Microsoft missed expectations for growth in its cloud division last quarter. (archive image)
Keystone
Microsoft is one of the winners of the AI boom so far. However, the company is not keeping up with its cloud capacities.
Keystone-SDA
30.01.2025, 08:26
SDA
Microsoft failed to meet the stock market's expectations for growth in its cloud division last quarter. The software group is experiencing capacity bottlenecks, as a result of which customer demand for services with artificial intelligence cannot be fully met. This will also be felt in the current financial year, said CFO Amy Hood.
Revenue in the cloud business rose by 21 percent year-on-year to 40.9 billion dollars. Analysts had expected an average of 41.1 billion dollars. The share price fell by more than four percent in US after-hours trading.
In the three months to the end of December, Group turnover increased by twelve percent to 69.6 billion dollars (63.0 billion Swiss francs). Profit rose by ten percent to 24.1 billion dollars. In operational terms, the Group earned almost 32 billion dollars, 17 percent more than a year ago.
80 billion dollars for AI training
Capital investments amounted to 22.6 billion dollars, roughly twice as high as a year ago. Microsoft plans to spend a total of 80 billion dollars on expanding its infrastructure for training and operating software with artificial intelligence (AI) in the financial year to the end of June.
Group CEO Satya Nadella emphasized that Microsoft and the ChatGPT developer OpenAI had achieved significant efficiency gains in AI as partners.

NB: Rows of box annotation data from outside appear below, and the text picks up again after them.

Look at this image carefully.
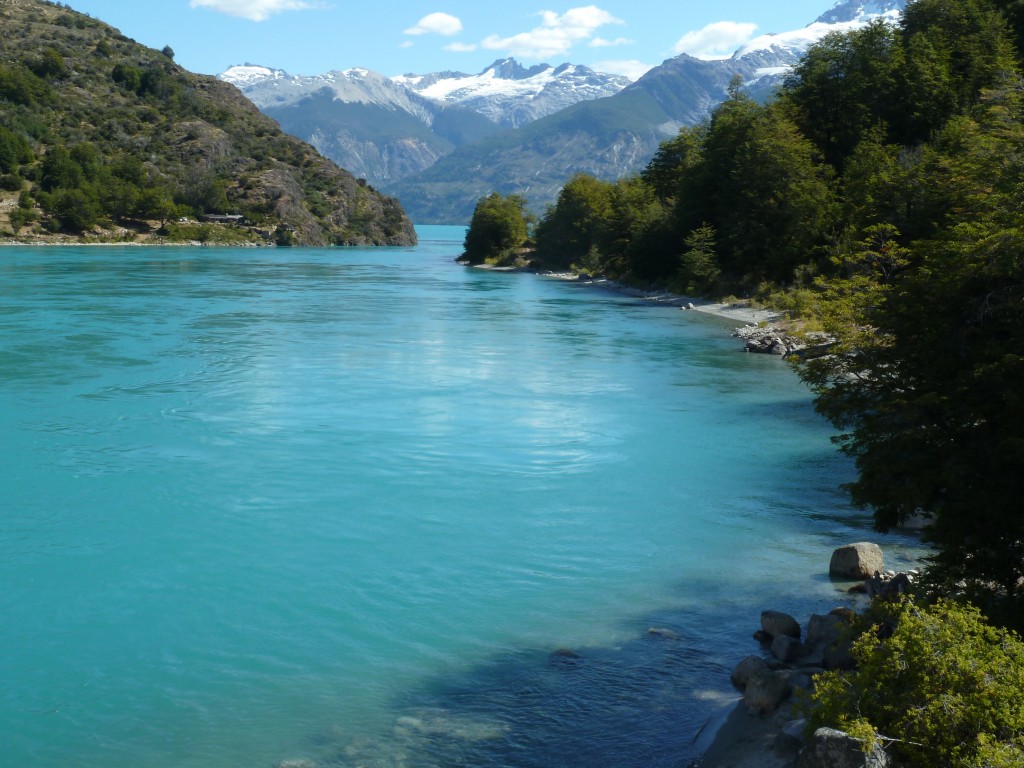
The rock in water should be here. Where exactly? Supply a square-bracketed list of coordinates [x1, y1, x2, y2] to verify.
[797, 728, 889, 768]
[761, 610, 800, 640]
[828, 542, 885, 579]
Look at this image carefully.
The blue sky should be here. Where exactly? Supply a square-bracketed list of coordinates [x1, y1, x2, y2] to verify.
[67, 0, 835, 77]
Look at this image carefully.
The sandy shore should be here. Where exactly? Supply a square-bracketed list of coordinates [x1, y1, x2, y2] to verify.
[539, 272, 783, 326]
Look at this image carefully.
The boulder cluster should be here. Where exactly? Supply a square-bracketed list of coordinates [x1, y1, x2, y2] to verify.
[732, 326, 830, 357]
[731, 542, 916, 768]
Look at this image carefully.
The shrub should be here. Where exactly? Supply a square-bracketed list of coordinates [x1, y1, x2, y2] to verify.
[809, 600, 1024, 768]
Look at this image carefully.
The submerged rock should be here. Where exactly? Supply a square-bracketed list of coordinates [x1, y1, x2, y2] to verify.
[761, 610, 800, 640]
[828, 542, 886, 579]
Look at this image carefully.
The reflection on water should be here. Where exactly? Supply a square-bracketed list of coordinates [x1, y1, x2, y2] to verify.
[0, 228, 929, 768]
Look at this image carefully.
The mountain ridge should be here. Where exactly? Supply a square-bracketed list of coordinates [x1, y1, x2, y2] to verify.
[385, 0, 906, 223]
[0, 0, 416, 245]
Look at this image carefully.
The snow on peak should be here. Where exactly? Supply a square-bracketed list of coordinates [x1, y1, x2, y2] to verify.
[732, 0, 907, 59]
[217, 63, 289, 88]
[815, 0, 907, 25]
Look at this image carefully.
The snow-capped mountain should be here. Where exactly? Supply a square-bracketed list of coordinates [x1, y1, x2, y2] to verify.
[218, 65, 439, 125]
[219, 58, 630, 186]
[394, 58, 631, 128]
[220, 0, 907, 223]
[219, 65, 498, 185]
[727, 0, 907, 91]
[388, 0, 906, 223]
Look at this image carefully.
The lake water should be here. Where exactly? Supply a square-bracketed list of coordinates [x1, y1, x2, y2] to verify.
[0, 227, 917, 768]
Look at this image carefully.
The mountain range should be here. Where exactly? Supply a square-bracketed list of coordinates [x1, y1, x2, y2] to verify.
[0, 0, 416, 245]
[219, 0, 907, 223]
[219, 59, 630, 188]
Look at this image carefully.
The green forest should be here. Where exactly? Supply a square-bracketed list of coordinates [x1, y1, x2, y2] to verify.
[465, 0, 1024, 765]
[0, 0, 416, 245]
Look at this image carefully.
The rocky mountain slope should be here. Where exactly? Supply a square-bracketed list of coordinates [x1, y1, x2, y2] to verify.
[0, 0, 416, 245]
[218, 58, 629, 187]
[394, 58, 630, 128]
[218, 65, 499, 186]
[386, 0, 906, 223]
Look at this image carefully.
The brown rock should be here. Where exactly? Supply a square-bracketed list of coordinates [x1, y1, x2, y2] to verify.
[828, 542, 885, 579]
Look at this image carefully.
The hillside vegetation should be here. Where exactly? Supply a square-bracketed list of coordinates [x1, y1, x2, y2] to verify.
[466, 0, 1024, 628]
[0, 0, 416, 245]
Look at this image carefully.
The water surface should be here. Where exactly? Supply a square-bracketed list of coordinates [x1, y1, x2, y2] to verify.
[0, 227, 925, 768]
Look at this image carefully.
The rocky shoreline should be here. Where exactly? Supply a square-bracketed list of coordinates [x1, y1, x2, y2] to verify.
[690, 542, 918, 768]
[538, 272, 829, 357]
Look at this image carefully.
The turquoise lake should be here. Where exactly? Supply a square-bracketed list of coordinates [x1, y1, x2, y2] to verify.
[0, 227, 921, 768]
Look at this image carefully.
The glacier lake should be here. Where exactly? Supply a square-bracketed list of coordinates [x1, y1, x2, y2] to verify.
[0, 227, 925, 768]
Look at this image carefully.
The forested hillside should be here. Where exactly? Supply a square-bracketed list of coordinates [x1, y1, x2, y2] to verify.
[466, 0, 1024, 628]
[0, 0, 416, 245]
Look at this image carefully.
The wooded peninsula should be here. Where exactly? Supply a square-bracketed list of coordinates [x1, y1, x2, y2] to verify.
[464, 0, 1024, 766]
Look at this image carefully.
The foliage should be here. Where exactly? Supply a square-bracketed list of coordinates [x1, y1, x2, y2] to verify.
[463, 193, 527, 264]
[809, 601, 1024, 768]
[468, 0, 1024, 628]
[802, 90, 1024, 626]
[532, 174, 611, 271]
[0, 0, 415, 245]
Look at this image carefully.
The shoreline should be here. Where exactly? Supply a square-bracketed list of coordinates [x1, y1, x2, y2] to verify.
[537, 272, 785, 326]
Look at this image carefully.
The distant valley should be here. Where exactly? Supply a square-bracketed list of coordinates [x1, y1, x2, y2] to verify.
[219, 0, 906, 223]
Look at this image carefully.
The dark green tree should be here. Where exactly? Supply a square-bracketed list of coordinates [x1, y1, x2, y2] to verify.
[802, 89, 1024, 626]
[537, 173, 612, 269]
[463, 193, 528, 264]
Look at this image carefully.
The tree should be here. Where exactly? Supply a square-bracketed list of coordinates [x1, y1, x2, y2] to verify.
[537, 173, 611, 268]
[463, 193, 527, 264]
[809, 602, 1024, 768]
[692, 88, 835, 284]
[678, 224, 722, 294]
[802, 89, 1024, 627]
[783, 20, 902, 169]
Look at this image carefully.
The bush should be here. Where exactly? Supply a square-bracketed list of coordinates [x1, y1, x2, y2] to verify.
[809, 600, 1024, 768]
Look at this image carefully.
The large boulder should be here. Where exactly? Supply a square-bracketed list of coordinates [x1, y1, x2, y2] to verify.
[828, 542, 885, 579]
[771, 635, 804, 664]
[797, 728, 889, 768]
[761, 610, 800, 640]
[743, 669, 793, 715]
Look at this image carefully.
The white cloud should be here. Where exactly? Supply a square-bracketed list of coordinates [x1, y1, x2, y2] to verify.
[591, 58, 654, 81]
[188, 0, 319, 22]
[587, 37, 636, 48]
[480, 5, 623, 58]
[406, 13, 462, 37]
[676, 22, 758, 58]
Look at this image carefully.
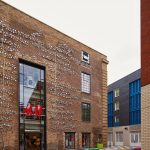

Recently, the Chinese AI software DeepSeek had shocked US companies because it was allegedly developed with very little effort.
Nadella admitted DeepSeek had "some real innovations" that would be widely used in the future. At the same time, Microsoft and OpenAI had previously begun investigations into whether DeepSeek had been developed with unauthorized access to technology from the inventor of ChatGPT, according to media reports.